Asymmetric Information in the Market for Automobile Insurance: Evidence From Germany

Authors


  • Martin Spindler is at the Max Planck Institute for Social Law and Social Policy, Munich, Germany. Joachim Winter is at the University of Munich, Economics Department, Munich, Germany. Steffen Hagmayer, is at the HUK Coburg Insurance Group, Coburg, Germany. The authors can be contacted via e-mail: spindler@mea.mpisoc.mpg.de, joachim.winter@lrz.unimuenchen.de, andsteffen.hagmayer@huk-coburg.de. Martin Spindler gratefully acknowledges financial support from the Deutsche Forschungsgemeinschaft through GRK 801 and in particular from The Geneva Association through a research grant. We thank Bernard Salanié and Andreas Richter for valuable comments and discussions, and Thomas Yee for assistance in applying the R package VGAM.We are grateful to participants of the EEA/ESEM annual meeting 2011 in Oslo, of the annual conference of the German Economic Association (VfS) 2011 in Frankfurt am Main and of the annual seminar of the EGRIE 2011 in Vienna. Parts of this paper were written while Martin Spindler was visiting Columbia University, which he thanks for its hospitality.
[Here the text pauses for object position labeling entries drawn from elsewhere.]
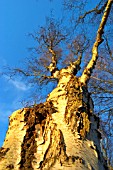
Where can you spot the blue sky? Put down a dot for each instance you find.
(17, 19)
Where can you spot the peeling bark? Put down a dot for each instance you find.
(61, 133)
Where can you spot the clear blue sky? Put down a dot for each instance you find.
(17, 19)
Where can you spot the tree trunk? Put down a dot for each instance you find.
(62, 133)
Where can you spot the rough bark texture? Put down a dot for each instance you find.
(61, 133)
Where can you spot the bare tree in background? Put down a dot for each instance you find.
(66, 122)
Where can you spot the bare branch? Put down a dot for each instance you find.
(74, 67)
(96, 10)
(88, 70)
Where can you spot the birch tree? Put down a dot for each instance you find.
(63, 132)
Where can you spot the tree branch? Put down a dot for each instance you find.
(53, 65)
(89, 68)
(74, 67)
(96, 10)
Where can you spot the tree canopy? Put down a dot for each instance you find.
(75, 42)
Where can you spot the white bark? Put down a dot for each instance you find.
(62, 133)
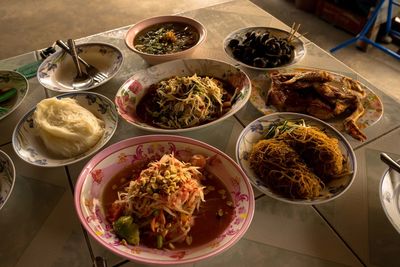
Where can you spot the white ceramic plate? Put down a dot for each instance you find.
(259, 127)
(58, 71)
(12, 79)
(372, 104)
(29, 147)
(7, 178)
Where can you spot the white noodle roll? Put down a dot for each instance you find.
(66, 128)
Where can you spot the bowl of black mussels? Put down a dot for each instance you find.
(264, 48)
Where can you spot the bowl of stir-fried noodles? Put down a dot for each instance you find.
(183, 95)
(296, 158)
(164, 199)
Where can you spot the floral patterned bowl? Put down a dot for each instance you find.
(58, 71)
(102, 167)
(147, 23)
(257, 129)
(12, 79)
(132, 91)
(7, 178)
(29, 147)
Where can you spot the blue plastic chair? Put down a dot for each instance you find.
(362, 35)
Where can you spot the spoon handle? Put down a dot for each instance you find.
(390, 162)
(65, 47)
(74, 55)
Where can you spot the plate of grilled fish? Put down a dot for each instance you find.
(344, 102)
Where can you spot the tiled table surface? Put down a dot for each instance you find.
(39, 226)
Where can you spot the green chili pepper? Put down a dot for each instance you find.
(8, 94)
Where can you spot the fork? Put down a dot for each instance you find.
(96, 74)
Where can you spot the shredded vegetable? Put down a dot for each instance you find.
(162, 201)
(182, 102)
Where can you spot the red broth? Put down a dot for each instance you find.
(208, 223)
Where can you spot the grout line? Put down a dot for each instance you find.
(260, 196)
(6, 143)
(338, 235)
(376, 138)
(71, 186)
(121, 263)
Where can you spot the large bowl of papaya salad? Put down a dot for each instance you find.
(183, 95)
(164, 199)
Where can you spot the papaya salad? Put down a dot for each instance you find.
(183, 102)
(160, 202)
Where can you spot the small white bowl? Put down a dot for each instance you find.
(58, 71)
(156, 59)
(133, 90)
(7, 178)
(12, 79)
(256, 131)
(29, 146)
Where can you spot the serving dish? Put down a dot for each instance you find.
(135, 88)
(57, 72)
(297, 52)
(102, 167)
(12, 79)
(135, 31)
(373, 107)
(256, 131)
(7, 177)
(389, 195)
(29, 146)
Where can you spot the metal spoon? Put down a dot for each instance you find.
(390, 162)
(82, 79)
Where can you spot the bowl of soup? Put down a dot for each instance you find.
(164, 199)
(164, 38)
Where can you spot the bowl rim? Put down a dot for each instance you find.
(58, 52)
(341, 139)
(166, 18)
(153, 129)
(17, 126)
(289, 64)
(137, 140)
(23, 97)
(14, 176)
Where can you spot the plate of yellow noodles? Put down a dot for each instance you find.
(296, 158)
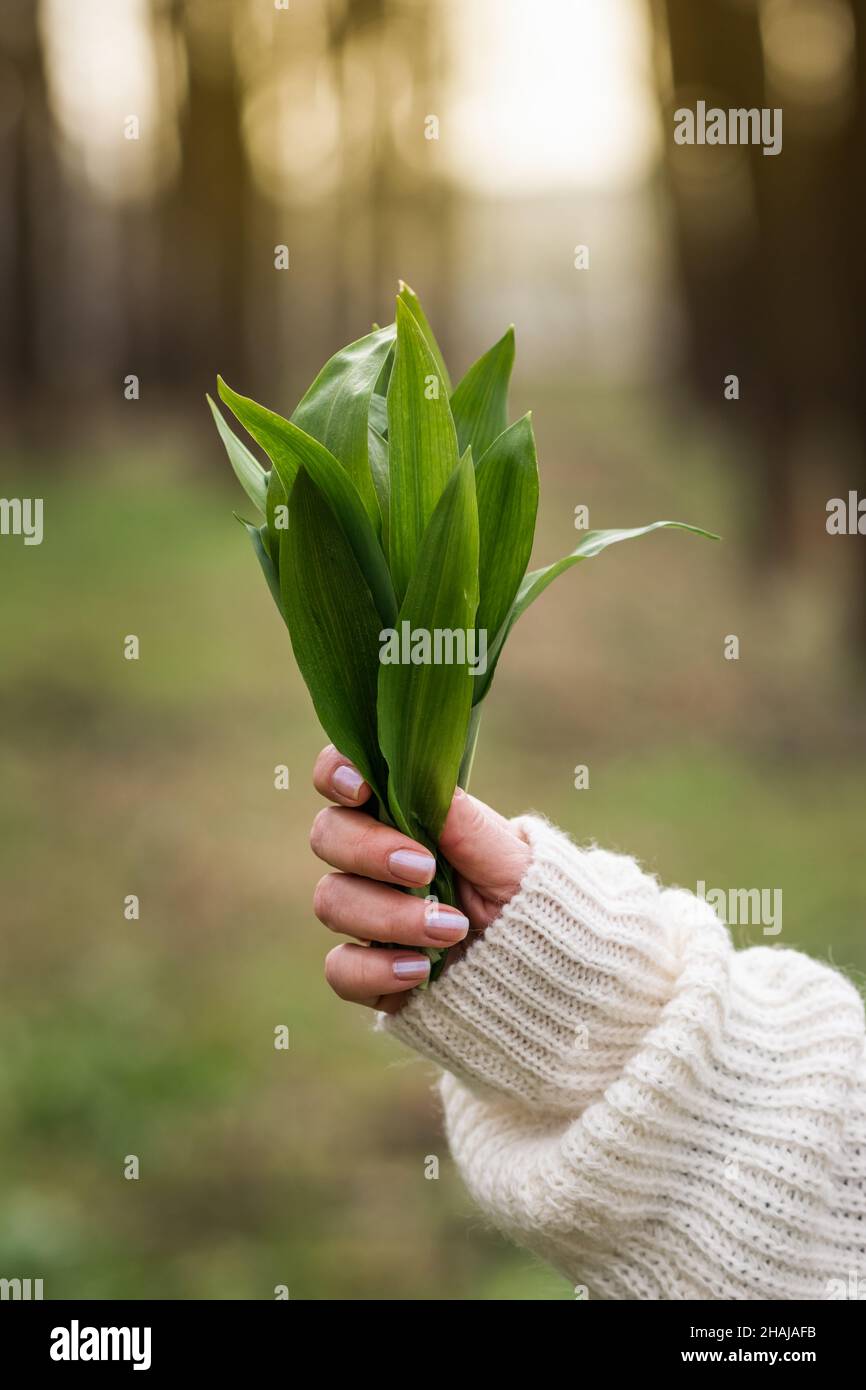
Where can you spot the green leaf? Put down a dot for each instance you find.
(424, 709)
(259, 540)
(335, 407)
(381, 478)
(277, 496)
(249, 471)
(506, 484)
(421, 445)
(409, 298)
(537, 581)
(291, 449)
(480, 402)
(378, 412)
(334, 627)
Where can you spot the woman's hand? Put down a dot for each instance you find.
(485, 851)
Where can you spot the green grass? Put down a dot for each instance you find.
(154, 1037)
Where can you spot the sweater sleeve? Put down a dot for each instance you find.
(655, 1114)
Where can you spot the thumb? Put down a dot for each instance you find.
(485, 849)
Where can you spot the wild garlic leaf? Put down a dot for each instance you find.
(506, 484)
(335, 409)
(409, 298)
(248, 470)
(480, 402)
(289, 449)
(424, 709)
(421, 446)
(591, 545)
(334, 626)
(257, 538)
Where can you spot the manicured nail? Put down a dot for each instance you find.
(412, 968)
(348, 781)
(412, 865)
(445, 925)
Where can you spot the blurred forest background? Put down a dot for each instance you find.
(153, 256)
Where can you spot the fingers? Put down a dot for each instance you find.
(485, 849)
(339, 780)
(359, 844)
(373, 912)
(362, 975)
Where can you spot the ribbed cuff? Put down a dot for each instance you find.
(549, 1004)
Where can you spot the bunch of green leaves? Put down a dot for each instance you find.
(394, 498)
We thank Editors Georges Dionne and Keith Crocker and an anonymous reviewer for valuable comments that helped to improve the paper.

Abstract

Asymmetric information is an important phenomenon in insurance markets, but the empirical evidence on the extent of adverse selection and moral hazard is mixed. Because of its implications for pricing, contract design, and regulation, it is crucial to test for asymmetric information in specific insurance markets. In this article, we analyze a recent data set on automobile insurance in Germany, the largest such market in Europe. We present and compare a variety of statistical testing procedures. We find that the extent of asymmetric information depends on coverage levels and on the specific risks covered, which enhances the previous literature. Within the framework of Chiappori et al. (2006), we also test whether drivers have realistic expectations concerning their loss distribution, and we analyze the market structure.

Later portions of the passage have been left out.